She pushed past him, grabbing onto the grapnel rope
with both arms to start climbing. Will began to follow after her and hesitated,
touching first the handle of his rapier and then the flat disc in his waistcoat
pocket. Yes, it was still there.
He began to ascend.
Kidd pushed the Jackal's cutlass away with grunt.
"It was you back at Bombay, wasn't it?"
"I dunno wotcher talkin' about," Delphine shot back.
"Don't play dumb!" Kidd roared, swinging the blade
overhand so swiftly that the girl barely had time to duck to the left.

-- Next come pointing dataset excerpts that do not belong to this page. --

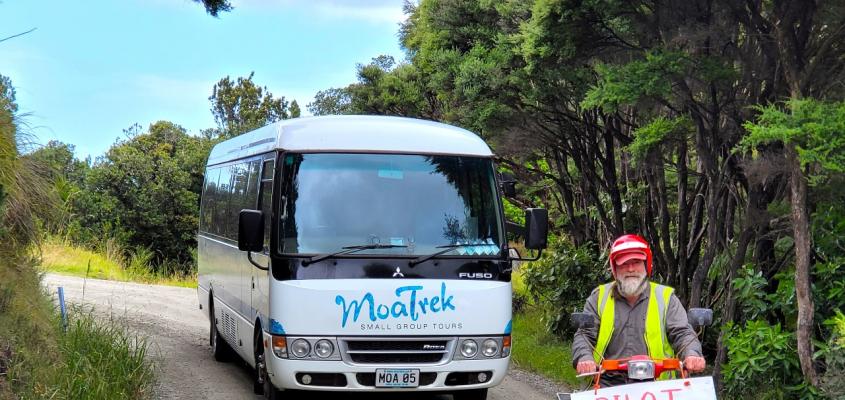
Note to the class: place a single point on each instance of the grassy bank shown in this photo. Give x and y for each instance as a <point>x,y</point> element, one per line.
<point>65,258</point>
<point>93,359</point>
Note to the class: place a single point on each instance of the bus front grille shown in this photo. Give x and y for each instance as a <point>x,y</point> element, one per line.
<point>397,350</point>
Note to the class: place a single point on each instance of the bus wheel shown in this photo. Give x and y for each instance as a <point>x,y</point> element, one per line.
<point>263,378</point>
<point>472,394</point>
<point>219,348</point>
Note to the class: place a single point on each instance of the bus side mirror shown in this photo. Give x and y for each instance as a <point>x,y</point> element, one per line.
<point>536,228</point>
<point>699,317</point>
<point>251,230</point>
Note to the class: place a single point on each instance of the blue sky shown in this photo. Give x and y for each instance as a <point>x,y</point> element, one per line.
<point>94,68</point>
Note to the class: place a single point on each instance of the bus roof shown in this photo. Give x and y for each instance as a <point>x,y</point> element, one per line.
<point>353,134</point>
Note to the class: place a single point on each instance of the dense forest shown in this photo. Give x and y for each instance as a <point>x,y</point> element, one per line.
<point>716,129</point>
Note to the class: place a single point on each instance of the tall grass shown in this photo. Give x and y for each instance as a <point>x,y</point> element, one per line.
<point>534,348</point>
<point>38,360</point>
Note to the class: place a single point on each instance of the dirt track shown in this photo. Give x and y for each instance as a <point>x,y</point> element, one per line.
<point>178,333</point>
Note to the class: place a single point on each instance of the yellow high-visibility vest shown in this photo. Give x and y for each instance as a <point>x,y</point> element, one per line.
<point>655,326</point>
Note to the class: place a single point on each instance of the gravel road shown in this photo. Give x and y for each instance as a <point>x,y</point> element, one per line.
<point>178,334</point>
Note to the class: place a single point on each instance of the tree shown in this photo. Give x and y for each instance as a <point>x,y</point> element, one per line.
<point>242,106</point>
<point>812,132</point>
<point>145,192</point>
<point>332,101</point>
<point>294,109</point>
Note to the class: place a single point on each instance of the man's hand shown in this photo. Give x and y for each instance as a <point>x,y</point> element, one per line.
<point>692,363</point>
<point>584,367</point>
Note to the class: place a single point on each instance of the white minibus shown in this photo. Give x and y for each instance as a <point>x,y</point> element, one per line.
<point>359,254</point>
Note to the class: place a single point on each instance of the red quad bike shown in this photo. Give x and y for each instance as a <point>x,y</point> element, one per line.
<point>642,371</point>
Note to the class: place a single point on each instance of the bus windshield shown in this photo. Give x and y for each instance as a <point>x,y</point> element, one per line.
<point>412,204</point>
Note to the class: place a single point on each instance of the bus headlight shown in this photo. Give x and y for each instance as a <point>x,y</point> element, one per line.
<point>323,348</point>
<point>641,369</point>
<point>506,346</point>
<point>300,348</point>
<point>280,347</point>
<point>490,348</point>
<point>469,348</point>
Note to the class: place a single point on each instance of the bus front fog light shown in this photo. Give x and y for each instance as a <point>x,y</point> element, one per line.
<point>280,347</point>
<point>490,348</point>
<point>469,348</point>
<point>300,348</point>
<point>324,348</point>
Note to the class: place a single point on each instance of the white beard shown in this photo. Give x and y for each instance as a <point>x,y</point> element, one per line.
<point>631,286</point>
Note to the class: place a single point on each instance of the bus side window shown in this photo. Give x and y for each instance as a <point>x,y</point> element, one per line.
<point>209,199</point>
<point>266,199</point>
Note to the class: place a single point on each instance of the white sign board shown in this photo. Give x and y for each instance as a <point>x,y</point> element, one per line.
<point>700,388</point>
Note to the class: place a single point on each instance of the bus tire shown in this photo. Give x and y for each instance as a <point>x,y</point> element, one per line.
<point>472,394</point>
<point>267,387</point>
<point>219,347</point>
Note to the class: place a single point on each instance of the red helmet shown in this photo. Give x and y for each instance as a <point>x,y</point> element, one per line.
<point>630,246</point>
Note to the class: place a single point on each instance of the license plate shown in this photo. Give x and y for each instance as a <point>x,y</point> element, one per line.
<point>395,377</point>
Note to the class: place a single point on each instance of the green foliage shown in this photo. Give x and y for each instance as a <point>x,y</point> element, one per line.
<point>331,102</point>
<point>655,132</point>
<point>814,127</point>
<point>750,292</point>
<point>215,7</point>
<point>295,112</point>
<point>561,281</point>
<point>242,106</point>
<point>145,193</point>
<point>37,360</point>
<point>102,360</point>
<point>537,350</point>
<point>762,362</point>
<point>643,79</point>
<point>833,381</point>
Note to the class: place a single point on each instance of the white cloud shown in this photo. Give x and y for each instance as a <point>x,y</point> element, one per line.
<point>172,89</point>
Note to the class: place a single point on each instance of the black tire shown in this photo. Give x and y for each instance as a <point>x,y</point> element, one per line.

His sword instead clanked down upon a different sword, at the end of which
the Baron Munchausen, casually smoking his pipe.
Upon reaching eye contact with Kidd, Munchausen
removed the pipe from his mouth, blew a smoke ring, and said, "Why not
try fighting someone of your own level?"
Kidd seethed. "Maybe if I kill you you'll stay dead
this time!"
Munchausen nodded cordially. "There's always that
hope, isn't there?"
Behind the two, the Jackal was climbing to her feet.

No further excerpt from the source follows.